"Since all these things will be dissolved, what manner of persons ought you to be?"

Friday, April 29, 2011


It was absolutely gorgeous today. The sun was shining over the bluest sky I’ve seen in weeks. Students have caught spring fever; they’re running around playing frisbee, eating outside on the quad, and lying out beneath the flowering pear blossom trees. The warmth made me feel incredibly lethargic, so I didn’t want to do anything, not even drive to the beach.
Instead I walked around the pond in the woods behind Gordon. As I ambled, I spotted a couple of daffodils growing alongside the path and couldn’t resist plucking a few to put in the green vase back in my room. I think daffodils are also called narcissus, named after the beautiful Greek who fell in love with his own watery reflection. I thought of the myth as I waded through Gull Pond and lay out on the rocks. The heavy sun drifting down like a blanket over my eyelids. What a dreamy way to die—
so calm, so languid.

Tuesday, April 19, 2011


I hate doing stupid things, especially in front of other people. But every time I get in my car to drive friends in my small group around, I always seem to embarrass myself.
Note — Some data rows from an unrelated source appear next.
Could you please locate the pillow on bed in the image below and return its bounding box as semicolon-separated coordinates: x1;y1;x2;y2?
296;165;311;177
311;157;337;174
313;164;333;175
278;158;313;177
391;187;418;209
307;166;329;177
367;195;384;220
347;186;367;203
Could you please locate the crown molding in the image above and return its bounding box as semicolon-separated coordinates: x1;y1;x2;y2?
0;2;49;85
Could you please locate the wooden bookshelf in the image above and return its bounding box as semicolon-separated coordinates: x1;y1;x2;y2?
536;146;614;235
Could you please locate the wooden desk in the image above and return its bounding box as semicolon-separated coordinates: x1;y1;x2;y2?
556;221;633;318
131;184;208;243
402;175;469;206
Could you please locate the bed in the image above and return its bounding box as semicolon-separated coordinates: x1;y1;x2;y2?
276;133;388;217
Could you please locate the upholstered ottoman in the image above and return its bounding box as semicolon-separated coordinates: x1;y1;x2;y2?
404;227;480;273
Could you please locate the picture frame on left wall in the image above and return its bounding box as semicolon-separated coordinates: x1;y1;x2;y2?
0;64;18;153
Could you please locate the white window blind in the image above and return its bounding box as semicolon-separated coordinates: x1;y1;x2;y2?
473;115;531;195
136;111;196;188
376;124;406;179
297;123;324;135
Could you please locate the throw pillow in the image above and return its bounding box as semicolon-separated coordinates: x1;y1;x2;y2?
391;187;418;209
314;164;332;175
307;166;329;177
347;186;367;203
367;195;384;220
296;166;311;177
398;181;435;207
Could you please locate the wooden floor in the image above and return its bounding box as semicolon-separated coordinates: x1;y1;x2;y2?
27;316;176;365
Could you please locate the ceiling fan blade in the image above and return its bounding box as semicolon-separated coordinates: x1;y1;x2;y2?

A few weeks ago I almost got into an accident when I was following my co-leader back from a restaurant. I didn’t see another car coming around a curve and we came a hair’s-breadth away from colliding. The girls in my car were visibly freaked out, and I too was alarmed. But I generally can keep a level head in these kinds of situations, and I pulled away without further incident. Then again last week, my small group went out for ice cream and I nearly had an even more serious accident in the parking lot.
I feel absolutely mortified that anyone would think I am incapable, or that people don’t feel safe with me, especially when I am in a position of leadership. I want to exemplify capable control, but I feel like I’m letting everyone down. These thoughts stick with me, and I can’t let them go.

Wednesday, April 6, 2011

Breaking Point

Tonight has certainly been an intense low point in my life. I am completely drained physically and emotionally, but I don’t want to lie in the dark and be left alone with my thoughts. It is the week of the Dance Ministry showcase and we have been rehearsing like madwomen. Every night for the past week I’ve been up till one in the morning running through dances, which is extremely late for me, and then I still have to wake up early and get my homework finished. Assignments began to slip through the cracks, but I held it together. It’s what I do.
But this afternoon I received an email with… less than pleasant news. I won’t go into the details, but I blame myself for the situation. And yet, it still hurt to hear my friend say these things to me—hurt more than I can say. I went to the gym and ran, pounded out my anger into the track. Slap, slap, slap. I had to see her that night because of rehearsal, but I avoided looking at her. Anger still gripped my exhausted body as we walked in a group to an evening chapel service.
The worship music began to play, and I felt the drums beat into my chest. I studied the words on the screen, praises to our Lord. A God who loves like a hurricane, furious and complete. I began to cry scalding tears, that I wiped away quickly. I wanted this to be God moving in some amazing way to heal me, I wanted it badly. But I feared it was just an effect of the powerful music swaying my emotions. I didn’t want to be fooled. I clenched my jaw, and sat down again.
Once the music ended, an old friend of mine stood up to speak to us. She told her lifestory and said how, one after another, things and people in her life were taken away. She was angry, furious at a God who would let these things happen to her. As she continued the story, I knew what came next. Her sister was killed—her sister. Even her own flesh and blood was taken from her.( I couldn’t stop crying.) How could God not be cruel?
But she didn’t end the story there. I don’t know how, but in the midst of all this suffering, she was able to let go of her anger toward God. She accepted the tragedies in her life—realizing that every moment is a gift that can be taken away without warning. So we should love while we can, and love deeply.
My anger too began to melt away. How inconsequential are my petty sorrows in light of real suffering. And at the same time, my sorrow is understood by God—I believe He hears me. I’m not going to pretend like my pain is completely gone, but I am broken. I am humbled. And that is what’s important.